Heard a rumor the ice was good there, thinking about heading there in the AM to check it out. Anyone been there today or yesterday?
I went there before the Super Bowl and had a little scare with crackling ice, it was only about 2-3 cloudy with slush then, hoping its descent now.


Posted using Outdoor Hub Campfire


----------



## MOBIL4 (Jan 30, 2011)

I've heard the same thing. I'm thinking about heading out there around 08:30 to scope it out. Heard they were catching some nice bass, gills and crappies. I heard there were a few out this past Monday. 


Posted using Outdoor Hub Campfire


----------



## jbanker (Jun 7, 2009)

Yeah that's how it usually is there. I slammed crappie the last good ice we had a few weeks back. Ill send you a pm.


----------



## jbanker (Jun 7, 2009)

met up with mobil4 this morning, bite was slow, finicky fish, only gills. Seemed to be the same problem with everyone else out. Ice was a good 3-4" in water 10' or less.

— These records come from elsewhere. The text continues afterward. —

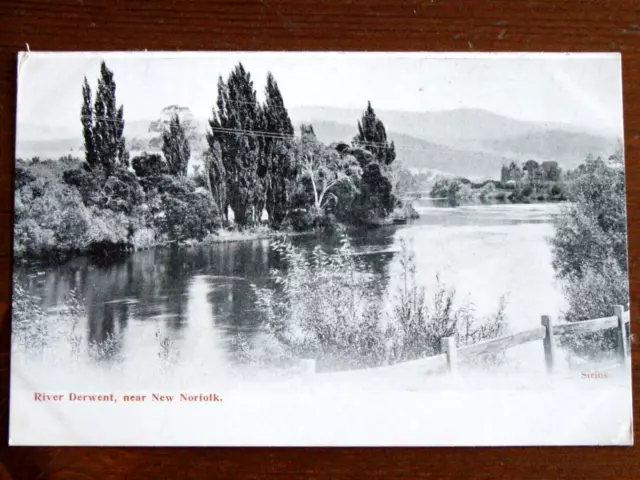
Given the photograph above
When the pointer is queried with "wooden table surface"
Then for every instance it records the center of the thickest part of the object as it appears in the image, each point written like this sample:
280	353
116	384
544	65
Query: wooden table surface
380	25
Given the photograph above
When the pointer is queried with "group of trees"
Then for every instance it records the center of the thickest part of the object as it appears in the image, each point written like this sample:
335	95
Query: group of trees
254	162
531	181
590	249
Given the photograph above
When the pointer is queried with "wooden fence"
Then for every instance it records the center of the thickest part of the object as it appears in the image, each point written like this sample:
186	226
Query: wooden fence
451	355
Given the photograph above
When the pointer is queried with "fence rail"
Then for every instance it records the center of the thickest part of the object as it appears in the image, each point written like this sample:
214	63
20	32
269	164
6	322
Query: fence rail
545	332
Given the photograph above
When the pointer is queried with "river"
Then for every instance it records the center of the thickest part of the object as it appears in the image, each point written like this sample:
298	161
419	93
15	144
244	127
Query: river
198	299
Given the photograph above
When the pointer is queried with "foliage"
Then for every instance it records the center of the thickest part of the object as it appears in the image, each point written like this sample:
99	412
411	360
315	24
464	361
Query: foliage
185	212
590	250
372	136
103	126
279	168
175	147
326	306
238	114
326	169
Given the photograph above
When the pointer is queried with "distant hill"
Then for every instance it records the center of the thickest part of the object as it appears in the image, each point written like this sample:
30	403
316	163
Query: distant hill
569	149
466	142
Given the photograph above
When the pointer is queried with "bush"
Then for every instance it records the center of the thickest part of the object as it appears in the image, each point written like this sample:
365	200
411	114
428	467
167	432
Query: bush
589	252
186	213
611	285
328	307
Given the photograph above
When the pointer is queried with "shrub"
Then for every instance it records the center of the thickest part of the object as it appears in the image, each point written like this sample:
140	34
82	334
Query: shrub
328	307
611	285
589	252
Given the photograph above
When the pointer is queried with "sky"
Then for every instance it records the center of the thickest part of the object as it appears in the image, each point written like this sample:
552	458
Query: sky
578	89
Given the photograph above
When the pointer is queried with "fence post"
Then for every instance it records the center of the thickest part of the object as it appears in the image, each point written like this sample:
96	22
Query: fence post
547	342
623	346
448	347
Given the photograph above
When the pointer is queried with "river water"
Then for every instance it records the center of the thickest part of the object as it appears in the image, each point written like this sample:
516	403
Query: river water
198	299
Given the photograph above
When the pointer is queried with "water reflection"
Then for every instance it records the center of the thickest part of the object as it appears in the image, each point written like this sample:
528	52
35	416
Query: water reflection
201	297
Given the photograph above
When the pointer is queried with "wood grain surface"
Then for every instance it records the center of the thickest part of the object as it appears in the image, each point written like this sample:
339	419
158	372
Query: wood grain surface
380	25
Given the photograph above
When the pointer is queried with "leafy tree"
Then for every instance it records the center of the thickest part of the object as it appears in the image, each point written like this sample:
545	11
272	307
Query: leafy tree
187	212
149	166
103	127
86	117
515	173
215	175
279	168
175	147
372	136
324	167
551	171
237	117
590	250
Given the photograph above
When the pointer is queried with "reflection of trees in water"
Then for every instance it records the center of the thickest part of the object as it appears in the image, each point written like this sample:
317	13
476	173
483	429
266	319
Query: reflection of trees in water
153	285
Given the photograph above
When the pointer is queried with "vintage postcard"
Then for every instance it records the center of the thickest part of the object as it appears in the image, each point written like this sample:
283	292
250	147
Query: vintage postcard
320	249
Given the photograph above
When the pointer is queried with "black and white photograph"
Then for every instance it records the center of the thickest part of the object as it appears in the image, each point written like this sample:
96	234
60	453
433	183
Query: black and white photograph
320	249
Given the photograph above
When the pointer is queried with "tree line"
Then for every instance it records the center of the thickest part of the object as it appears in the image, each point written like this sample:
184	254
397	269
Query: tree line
254	162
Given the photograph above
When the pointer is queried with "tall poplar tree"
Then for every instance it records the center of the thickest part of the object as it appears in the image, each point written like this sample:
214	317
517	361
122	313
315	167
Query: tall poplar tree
372	136
235	126
278	168
175	147
103	126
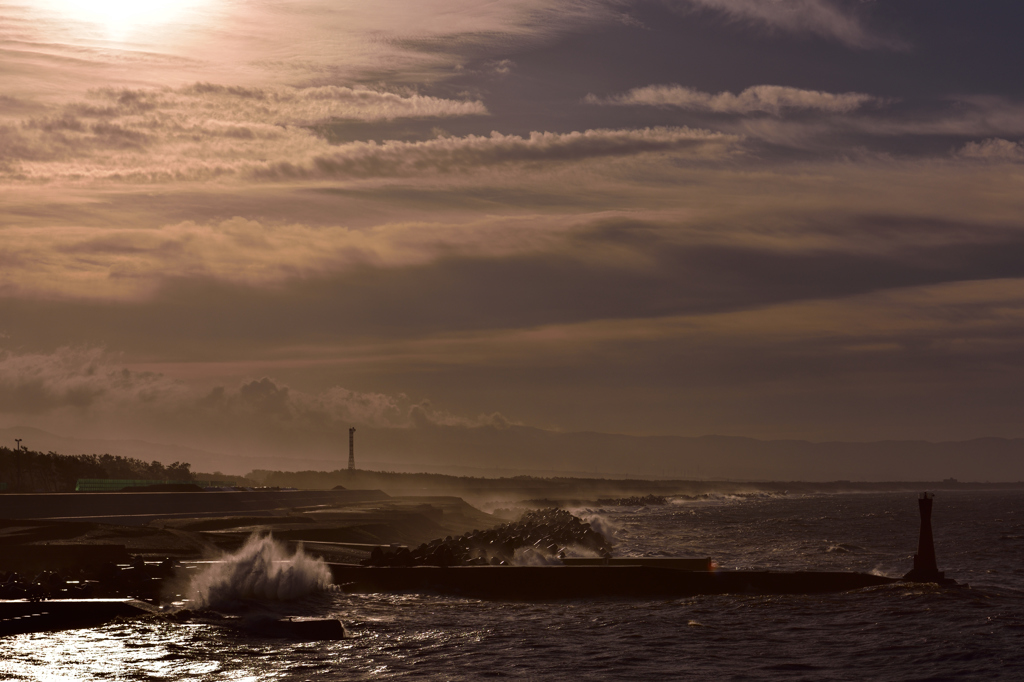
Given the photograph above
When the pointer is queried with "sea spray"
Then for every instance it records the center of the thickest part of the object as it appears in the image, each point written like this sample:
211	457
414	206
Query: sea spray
262	569
527	556
600	524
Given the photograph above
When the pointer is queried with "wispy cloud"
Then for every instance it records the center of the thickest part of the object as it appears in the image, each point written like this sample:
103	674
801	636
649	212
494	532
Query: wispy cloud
993	148
95	384
821	17
196	132
760	98
461	154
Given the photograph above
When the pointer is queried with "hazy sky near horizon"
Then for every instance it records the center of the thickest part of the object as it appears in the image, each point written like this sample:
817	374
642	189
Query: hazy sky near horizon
774	218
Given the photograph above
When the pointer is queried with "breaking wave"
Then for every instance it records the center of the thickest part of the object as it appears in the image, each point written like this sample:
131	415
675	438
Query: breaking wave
262	569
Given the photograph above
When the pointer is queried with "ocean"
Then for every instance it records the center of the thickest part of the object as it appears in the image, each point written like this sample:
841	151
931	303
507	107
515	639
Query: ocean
899	632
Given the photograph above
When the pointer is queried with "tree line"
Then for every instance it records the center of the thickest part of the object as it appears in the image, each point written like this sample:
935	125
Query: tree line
32	471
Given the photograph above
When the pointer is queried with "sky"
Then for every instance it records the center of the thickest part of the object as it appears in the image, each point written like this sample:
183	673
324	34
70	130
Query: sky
767	218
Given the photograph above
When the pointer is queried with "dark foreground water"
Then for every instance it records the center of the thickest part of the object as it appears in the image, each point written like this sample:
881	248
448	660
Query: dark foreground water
892	633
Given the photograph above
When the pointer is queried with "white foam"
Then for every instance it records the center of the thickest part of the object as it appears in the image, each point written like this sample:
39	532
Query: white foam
262	569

Couldn't get to where I wanted to fish, heard it was 2" in that area. All in all the ice was alright, just not good enough to be walking around trying to find the fish. 

Going to head out in the morning, would like to go somewhere else if there is good ice, other wise i'll be dock fishing or back at OSP.


----------



## icebucketjohn (Dec 22, 2005)

Gonna try to get on Nimisila late Monday morning or early afternoon 2/18.


----------



## Lewzer (Apr 5, 2004)

Nimisila C-5 was empty yesterday afternoon. Shoreline ice looked wet and muddy. I wasn't going out on the ice to check it out. Good luck.


----------



## avidhunter11 (Feb 12, 2013)

Just went out to old state park at lunch there must be 10/15 guys out on the lake. Talked to a gentleman that was coming off the lake said the bite was slow but the ice was 4 1/2 to 5.


----------



## mbarrett1379 (Feb 23, 2012)

Where is old state park at


Posted using Outdoor Hub Campfire


----------



## avidhunter11 (Feb 12, 2013)

Over by the upper deck in the portage lakes area. Head down rt619 you will see signs for it.


----------



## mbarrett1379 (Feb 23, 2012)

Is it safe and worth goinf


Posted using Outdoor Hub Campfire


----------



## jbanker (Jun 7, 2009)

probably safe, i was just at ledge and it was 4-6" 2-3 clear the rest cloudy.


----------